Auf der anderen Seite musste ich natürlich abwägen, ob es rational und vernünftig sei, so viel Geld in mein Auto zu stecken. Dass ich mein Auto nicht in einer Werkstatt reparieren lassen würde, stand für mich schnell fest. Glücklicherweise konnte ich einen Bekannten um Hilfe bitten, der sämtliche Reparaturen selbst ausführen konnte. 

Die Ersatzteile besorgte ich auch selbst bei einem Teilehändler. Insgesamt kostete mich alles inklusive Hauptuntersuchung am Ende 650€. Eine deutliche Ersparnis gegenüber einer Werkstatt. Zudem war die „Investition“ auch rational vertretbar. Mein Auto hat mit 90.000km noch vergleichsweise wenig Kilometer gelaufen. Entsprechend kann ich es noch einige Zeit weiter nutzen. Zudem läuft er technisch einwandfrei und fährt sich sehr gut.
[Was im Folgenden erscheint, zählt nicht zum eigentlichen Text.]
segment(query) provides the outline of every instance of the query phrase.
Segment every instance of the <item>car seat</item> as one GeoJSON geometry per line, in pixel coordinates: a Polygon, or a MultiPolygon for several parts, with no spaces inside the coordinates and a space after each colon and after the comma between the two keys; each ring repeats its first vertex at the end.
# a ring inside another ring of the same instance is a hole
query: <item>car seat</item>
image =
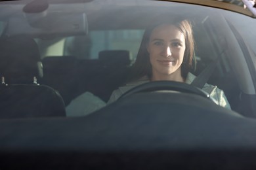
{"type": "Polygon", "coordinates": [[[25,35],[0,41],[0,118],[64,116],[63,99],[52,88],[39,85],[43,65],[35,41],[25,35]]]}

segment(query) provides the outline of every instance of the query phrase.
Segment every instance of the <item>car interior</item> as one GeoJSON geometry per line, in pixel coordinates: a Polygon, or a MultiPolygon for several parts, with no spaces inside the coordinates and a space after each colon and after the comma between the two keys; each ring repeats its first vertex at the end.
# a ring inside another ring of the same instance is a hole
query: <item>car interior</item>
{"type": "Polygon", "coordinates": [[[250,58],[255,54],[228,16],[223,16],[226,12],[164,1],[144,5],[81,1],[42,1],[38,8],[36,1],[15,7],[1,2],[0,129],[5,131],[0,137],[8,135],[0,141],[4,168],[160,169],[171,162],[169,168],[193,169],[203,159],[199,169],[215,169],[211,165],[242,169],[245,164],[236,161],[242,156],[248,161],[245,167],[256,165],[250,155],[256,150],[256,124],[249,119],[256,117],[250,58]],[[205,82],[223,90],[232,110],[202,97],[198,88],[175,82],[167,86],[181,93],[151,93],[164,90],[157,88],[140,93],[147,88],[142,87],[107,104],[113,91],[127,83],[144,30],[163,14],[192,21],[191,73],[203,73],[205,82]],[[85,116],[67,116],[67,107],[87,92],[106,106],[85,116]],[[11,165],[13,159],[18,163],[11,165]]]}

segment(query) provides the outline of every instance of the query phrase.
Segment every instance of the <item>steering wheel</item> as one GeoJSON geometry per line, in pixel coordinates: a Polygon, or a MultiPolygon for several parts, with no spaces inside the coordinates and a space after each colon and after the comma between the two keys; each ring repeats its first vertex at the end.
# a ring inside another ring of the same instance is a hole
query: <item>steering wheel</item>
{"type": "Polygon", "coordinates": [[[128,90],[121,95],[119,99],[127,97],[134,94],[142,92],[152,92],[160,90],[175,91],[199,95],[213,100],[212,97],[202,90],[186,83],[174,81],[154,81],[144,83],[128,90]]]}

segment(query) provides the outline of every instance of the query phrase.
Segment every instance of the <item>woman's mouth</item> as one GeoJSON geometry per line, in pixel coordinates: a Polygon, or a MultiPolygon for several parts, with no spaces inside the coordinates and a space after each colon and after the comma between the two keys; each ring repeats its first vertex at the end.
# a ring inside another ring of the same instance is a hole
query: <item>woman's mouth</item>
{"type": "Polygon", "coordinates": [[[171,65],[175,62],[175,61],[172,60],[158,60],[158,61],[163,65],[171,65]]]}

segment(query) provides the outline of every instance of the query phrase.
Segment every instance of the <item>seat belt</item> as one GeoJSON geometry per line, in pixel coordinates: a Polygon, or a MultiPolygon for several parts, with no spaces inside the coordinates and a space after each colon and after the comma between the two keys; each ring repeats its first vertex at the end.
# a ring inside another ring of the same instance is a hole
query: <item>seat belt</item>
{"type": "Polygon", "coordinates": [[[196,76],[195,79],[194,79],[193,82],[190,84],[200,89],[202,89],[203,86],[208,81],[211,75],[213,73],[213,71],[217,66],[217,63],[218,63],[219,58],[217,58],[210,65],[208,65],[207,67],[204,69],[204,70],[201,72],[200,74],[199,74],[199,75],[196,76]]]}

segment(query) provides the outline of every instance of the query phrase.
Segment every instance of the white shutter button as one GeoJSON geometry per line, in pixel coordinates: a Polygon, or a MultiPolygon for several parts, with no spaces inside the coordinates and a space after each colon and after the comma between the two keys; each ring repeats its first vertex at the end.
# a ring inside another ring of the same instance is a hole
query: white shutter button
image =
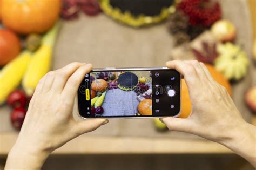
{"type": "Polygon", "coordinates": [[[175,96],[176,92],[173,89],[170,89],[168,91],[167,94],[169,97],[172,97],[175,96]]]}

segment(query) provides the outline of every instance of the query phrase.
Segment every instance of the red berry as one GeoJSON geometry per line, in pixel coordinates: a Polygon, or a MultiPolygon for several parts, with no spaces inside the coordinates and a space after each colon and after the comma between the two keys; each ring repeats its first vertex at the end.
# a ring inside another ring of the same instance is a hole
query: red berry
{"type": "Polygon", "coordinates": [[[26,94],[21,90],[16,90],[9,94],[7,103],[13,108],[24,107],[26,103],[26,94]]]}
{"type": "Polygon", "coordinates": [[[94,117],[95,115],[95,107],[92,107],[91,108],[91,116],[94,117]]]}
{"type": "Polygon", "coordinates": [[[104,112],[104,110],[102,107],[98,107],[95,109],[95,113],[99,114],[102,114],[104,112]]]}
{"type": "Polygon", "coordinates": [[[11,114],[11,121],[12,126],[19,130],[21,128],[23,124],[26,111],[24,108],[16,108],[11,114]]]}

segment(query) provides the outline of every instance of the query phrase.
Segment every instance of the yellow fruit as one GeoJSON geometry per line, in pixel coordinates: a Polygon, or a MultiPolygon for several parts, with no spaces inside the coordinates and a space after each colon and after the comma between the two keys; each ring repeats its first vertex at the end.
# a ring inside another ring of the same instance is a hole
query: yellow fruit
{"type": "Polygon", "coordinates": [[[159,119],[153,119],[153,121],[157,130],[164,131],[167,129],[166,125],[160,121],[159,119]]]}
{"type": "Polygon", "coordinates": [[[139,81],[140,83],[146,83],[146,78],[144,77],[142,77],[139,79],[139,81]]]}
{"type": "Polygon", "coordinates": [[[50,70],[52,48],[42,45],[33,56],[22,80],[22,86],[28,96],[32,96],[40,79],[50,70]]]}
{"type": "Polygon", "coordinates": [[[92,107],[94,106],[94,104],[95,104],[95,103],[96,102],[97,100],[98,100],[98,98],[99,98],[99,97],[96,96],[96,97],[95,97],[94,98],[91,100],[91,106],[92,107]]]}
{"type": "Polygon", "coordinates": [[[59,23],[44,36],[42,45],[33,55],[22,80],[22,86],[28,96],[32,96],[40,79],[50,71],[53,47],[59,23]]]}
{"type": "Polygon", "coordinates": [[[95,107],[97,107],[102,105],[102,104],[103,103],[103,101],[104,101],[105,96],[106,95],[106,91],[105,91],[105,92],[104,92],[102,94],[102,96],[100,96],[100,97],[99,97],[99,98],[96,100],[96,102],[95,102],[95,104],[94,105],[95,107]]]}
{"type": "Polygon", "coordinates": [[[29,52],[23,52],[0,71],[0,104],[19,86],[31,58],[29,52]]]}
{"type": "Polygon", "coordinates": [[[226,78],[238,80],[247,74],[249,59],[239,46],[227,43],[218,45],[217,50],[220,55],[214,66],[226,78]]]}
Hinzukommt, dass ich für 650€ kein vergleichbares anderes Fahrzeug bekommen hätte. Und natürlich freu ich mich mein Baby weiter behalten und fahren zu können 😄

Doch kommen wir nun zum Thema Notgroschen. Bei meinem geringen Einkommen als Referendar hätte ich die Reparaturen nicht mal eben so bewältigen können. Niemals niemals niemals hätte ich auch nur einen Teil meiner Aktien verkauft. Zu keiner Sekunde habe ich daran gedacht. Da half mir nun mein Notgroschen, dank dem ich mir keine Sorgen machen musste, wie ich die Kosten bewältige. Es gibt ein unglaublich beruhigendes Gefühl von Sicherheit und Sorglosigkeit, wenn man weiß, dass man in potentiellen finanziellen Krisensituationen abgesichert ist. 

 

Jetzt heißt es für mich, meinen Notgroschen wieder zu alter Größe aufzubauen. Daneben werden meine Sparpläne natürlich wie gewohnt weiter ausgeführt.